Marx, par John Jabez & Edwin Mayall (1875) ©Wikimedia

La violence dans la pensée politique

L’actualité récente nous interroge sur la montée de la violence en politique. En amont de cet état de fait, comment la violence est-elle appréhendée dans l’histoire des idées ? Quelle est la pensée chrétienne de la force, d’Augustin à Thomas d’Aquin ? Comment un chrétien peut-il juger l’usage de la force ? Quelle rupture Machiavel introduit-il en légitimant la violence ? Comment la pensée révolutionnaire libère-t-elle ensuite la violence en invoquant la notion de « violence sociale » ? Bref panorama de la façon dont la violence a été pensée par la philosophie politique.

La question de la force physique, de son usage régulé ou violent, est au cœur de la réflexion politique, qui ne saurait oublier que la menace, la contrainte, la blessure, la mort, sont des modalités toujours possibles des interactions entre les hommes. La manière que l’on a de penser cette violence – son origine, son ampleur, son utilité, son inéluctabilité ou au contraire sa fin possible – détermine donc largement la réflexion philosophique sur les modalités de la vie en communauté.

La pensée chrétienne de la force, d’Augustin à Thomas d’Aquin

La pensée chrétienne donne à cette question un cadre interprétatif riche et subtil.

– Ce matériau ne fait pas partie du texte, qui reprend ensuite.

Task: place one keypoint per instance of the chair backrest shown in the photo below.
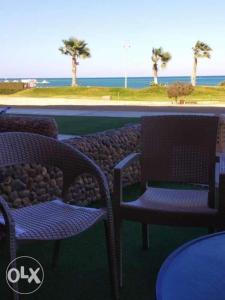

D’un côté, elle reconnaît la centralité de la violence dans la vie des hommes, y voyant une marque de leur nature déchue : par la faute d’Adam, « le péché est entré dans le monde » (Rm 5, 12), le livrant à la logique de la force et de la domination. De l’autre, elle relativise ce monde terrestre, en le subordonnant à un ordre spirituel régi par la logique adverse de la miséricorde et de l’amour. La passion du Christ en est un témoignage éclatant, où l’humiliation dans l’ordre politique marque en même temps la victoire finale sur la mort et le péché. La paix est donc au cœur des Évangiles : à la suite du Christ, le chrétien est invité à renoncer aux victoires mondaines et éphémères de la force, pour subir patiemment les iniquités d’un monde dans lequel il n’est que de passage. Il existe ainsi une longue tradition chrétienne de pacifisme radical, depuis les martyrs des premiers siècles jusqu’aux objecteurs de conscience des guerres modernes.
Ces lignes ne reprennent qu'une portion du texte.